Depois de Nick Cave and the Bad Seeds, senhores de mais um concerto feérico no (já um pouco deles) Parque da Cidade do Porto, a temperatura teria obrigatoriamente de ser diferente a seguir, para que as comparações não resultassem dolorosas. E assim foi: não sendo antítese do que quer que seja, os (também) australianos Tame Impala foram um 'filme' diferente no primeiro dia da edição de regresso do NOS Primavera Sound.
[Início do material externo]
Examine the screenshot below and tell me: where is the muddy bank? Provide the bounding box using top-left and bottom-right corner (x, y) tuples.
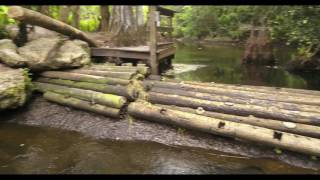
(1, 96), (320, 170)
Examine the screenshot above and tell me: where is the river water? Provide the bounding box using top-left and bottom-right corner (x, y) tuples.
(174, 44), (320, 90)
(0, 43), (319, 174)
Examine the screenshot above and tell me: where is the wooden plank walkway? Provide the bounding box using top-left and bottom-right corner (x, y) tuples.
(91, 42), (176, 64)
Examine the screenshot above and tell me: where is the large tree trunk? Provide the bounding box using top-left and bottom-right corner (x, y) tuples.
(149, 92), (320, 125)
(109, 6), (145, 46)
(136, 6), (144, 27)
(68, 69), (136, 80)
(39, 6), (51, 17)
(37, 78), (138, 100)
(150, 87), (320, 113)
(87, 65), (150, 75)
(71, 6), (81, 29)
(8, 6), (98, 47)
(242, 19), (275, 65)
(128, 102), (320, 156)
(100, 6), (110, 32)
(43, 91), (121, 118)
(165, 79), (320, 98)
(59, 6), (70, 24)
(41, 71), (129, 85)
(157, 104), (320, 138)
(34, 82), (127, 109)
(143, 80), (320, 106)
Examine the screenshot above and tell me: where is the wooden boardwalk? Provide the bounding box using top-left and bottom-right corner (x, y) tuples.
(91, 42), (176, 61)
(91, 6), (176, 75)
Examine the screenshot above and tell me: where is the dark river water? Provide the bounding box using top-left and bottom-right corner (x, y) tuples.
(174, 44), (320, 90)
(0, 123), (316, 174)
(0, 43), (319, 174)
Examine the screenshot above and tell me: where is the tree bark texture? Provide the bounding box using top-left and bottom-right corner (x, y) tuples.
(8, 6), (98, 47)
(43, 91), (121, 118)
(128, 102), (320, 156)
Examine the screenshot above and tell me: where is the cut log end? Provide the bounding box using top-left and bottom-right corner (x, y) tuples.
(8, 6), (24, 20)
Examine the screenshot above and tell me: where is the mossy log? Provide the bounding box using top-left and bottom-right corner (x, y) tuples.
(68, 69), (135, 80)
(37, 78), (138, 100)
(8, 6), (98, 47)
(41, 71), (130, 85)
(156, 104), (320, 138)
(43, 91), (121, 118)
(143, 80), (320, 105)
(150, 87), (320, 113)
(148, 92), (320, 125)
(34, 82), (127, 109)
(0, 63), (31, 109)
(87, 64), (150, 75)
(128, 102), (320, 156)
(165, 79), (320, 97)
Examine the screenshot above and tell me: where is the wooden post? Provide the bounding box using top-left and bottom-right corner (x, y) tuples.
(169, 17), (172, 41)
(149, 6), (159, 75)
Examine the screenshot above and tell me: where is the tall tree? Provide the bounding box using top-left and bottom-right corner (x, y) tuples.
(39, 6), (51, 16)
(71, 6), (81, 28)
(59, 6), (70, 23)
(109, 6), (143, 46)
(100, 6), (110, 32)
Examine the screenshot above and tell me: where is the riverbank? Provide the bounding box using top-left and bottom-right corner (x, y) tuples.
(1, 96), (320, 173)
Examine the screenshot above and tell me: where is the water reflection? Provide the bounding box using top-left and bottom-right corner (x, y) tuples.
(173, 44), (320, 90)
(0, 123), (316, 174)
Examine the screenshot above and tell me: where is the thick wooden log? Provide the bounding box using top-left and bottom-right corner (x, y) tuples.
(37, 78), (138, 100)
(156, 104), (320, 138)
(67, 69), (135, 80)
(43, 91), (121, 118)
(41, 71), (130, 85)
(164, 79), (320, 96)
(150, 87), (320, 113)
(8, 6), (98, 47)
(149, 92), (320, 125)
(86, 64), (150, 75)
(34, 82), (127, 109)
(143, 80), (320, 106)
(128, 102), (320, 156)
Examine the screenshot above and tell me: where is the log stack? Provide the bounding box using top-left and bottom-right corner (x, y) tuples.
(128, 80), (320, 156)
(34, 64), (149, 118)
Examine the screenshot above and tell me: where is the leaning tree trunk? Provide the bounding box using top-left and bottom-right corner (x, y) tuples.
(242, 19), (275, 65)
(109, 6), (141, 46)
(8, 6), (98, 47)
(100, 6), (110, 32)
(71, 6), (81, 28)
(59, 6), (70, 23)
(39, 6), (51, 17)
(136, 6), (144, 27)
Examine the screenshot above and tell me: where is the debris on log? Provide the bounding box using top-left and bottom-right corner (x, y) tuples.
(149, 92), (320, 125)
(36, 78), (138, 100)
(150, 87), (320, 113)
(34, 82), (127, 109)
(128, 102), (320, 156)
(143, 80), (320, 105)
(156, 104), (320, 138)
(67, 69), (136, 80)
(0, 64), (31, 111)
(41, 71), (130, 85)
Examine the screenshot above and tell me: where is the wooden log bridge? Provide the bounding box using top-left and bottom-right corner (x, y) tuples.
(8, 6), (320, 159)
(34, 63), (320, 156)
(91, 6), (176, 75)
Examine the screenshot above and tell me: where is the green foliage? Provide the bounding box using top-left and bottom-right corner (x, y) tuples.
(270, 6), (320, 59)
(0, 6), (15, 39)
(78, 6), (101, 32)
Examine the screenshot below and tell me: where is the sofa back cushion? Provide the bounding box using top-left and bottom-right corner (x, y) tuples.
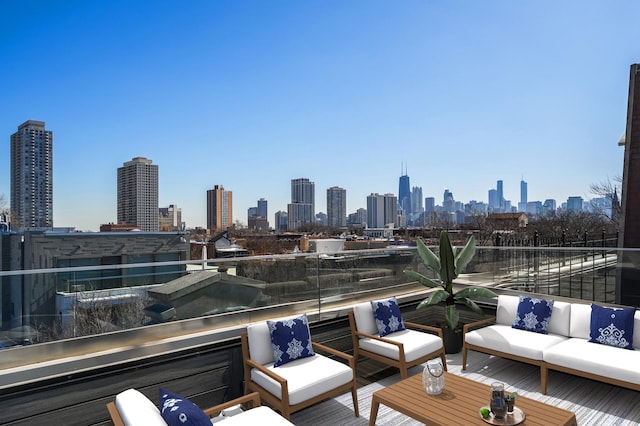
(496, 294), (568, 336)
(353, 302), (378, 335)
(570, 303), (640, 349)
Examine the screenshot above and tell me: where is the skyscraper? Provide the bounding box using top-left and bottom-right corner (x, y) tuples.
(11, 120), (53, 228)
(398, 173), (412, 216)
(118, 157), (159, 231)
(287, 178), (316, 231)
(258, 198), (267, 219)
(367, 193), (398, 228)
(327, 186), (347, 228)
(518, 179), (527, 212)
(207, 185), (233, 232)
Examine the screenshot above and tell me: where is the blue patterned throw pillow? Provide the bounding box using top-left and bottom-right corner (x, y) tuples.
(371, 297), (405, 337)
(589, 303), (636, 350)
(267, 314), (315, 367)
(160, 388), (211, 426)
(512, 296), (553, 334)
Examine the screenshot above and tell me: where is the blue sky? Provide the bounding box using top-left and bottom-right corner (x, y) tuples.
(0, 0), (640, 230)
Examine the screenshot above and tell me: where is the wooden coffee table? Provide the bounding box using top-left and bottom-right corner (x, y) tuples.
(369, 372), (578, 426)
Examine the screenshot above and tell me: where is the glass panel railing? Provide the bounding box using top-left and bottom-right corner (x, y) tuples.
(0, 247), (640, 347)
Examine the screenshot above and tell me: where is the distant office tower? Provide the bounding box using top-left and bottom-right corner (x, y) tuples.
(258, 198), (267, 219)
(398, 173), (412, 216)
(347, 208), (367, 226)
(567, 197), (584, 213)
(287, 178), (316, 231)
(159, 204), (182, 231)
(327, 186), (347, 228)
(367, 193), (398, 228)
(411, 186), (424, 216)
(275, 210), (289, 231)
(496, 180), (504, 212)
(442, 189), (456, 213)
(118, 157), (159, 231)
(518, 180), (527, 212)
(10, 120), (53, 228)
(207, 185), (233, 231)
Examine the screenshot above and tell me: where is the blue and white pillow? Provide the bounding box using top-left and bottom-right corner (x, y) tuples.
(267, 314), (315, 367)
(160, 388), (211, 426)
(371, 297), (405, 337)
(589, 303), (636, 350)
(511, 296), (553, 334)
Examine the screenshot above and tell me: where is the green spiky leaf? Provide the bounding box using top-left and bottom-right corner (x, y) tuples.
(440, 231), (457, 286)
(455, 235), (476, 277)
(416, 238), (440, 271)
(416, 289), (450, 309)
(444, 305), (460, 330)
(402, 269), (441, 288)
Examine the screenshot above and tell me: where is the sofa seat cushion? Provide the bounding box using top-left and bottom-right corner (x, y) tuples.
(116, 389), (167, 426)
(465, 324), (568, 361)
(358, 329), (442, 362)
(213, 405), (293, 426)
(544, 338), (640, 384)
(251, 354), (353, 405)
Partilhando com Nick Cave a honraria do lugar cimeiro no elenco do dia, a banda de Kevin Parker puxou dos seus galões de 'maverick' do rock e da pop psicadélica revista e atualizada para os anos 10 e 20 do século XXI e ofereceu ao maior espaço do festival portuense (extraordinariamente preenchido neste segundo cabeça de cartaz) o que nas últimas décadas do século passado se denominava, com pompa e vaidade, de espetáculo de luz e som. Dando muito jeito, neste caso, que o património dos Tame Impala seja composto por respeitáveis quatro álbuns que mostraram um caminho claro - não necessariamente uma evolução - do rock psicadélico tal como transformado pelos Flaming Lips, até à synth-pop, ao disco, ao R&B e ao soft rock com evidentes referências nos anos 70 e 80. Ou, por outras palavras, a estrada que os conduziu de "Innerspeaker" (2010) e "Lonerism" (2012) a "Currents" (2015) e "The Slow Rush" (2020). Ou de 'Elephant' a 'Borderline', ambas presentes no alinhamento desta noite, ambas tão distintas no seu imaginário, ambas - valha a verdade - tão Tame Impala.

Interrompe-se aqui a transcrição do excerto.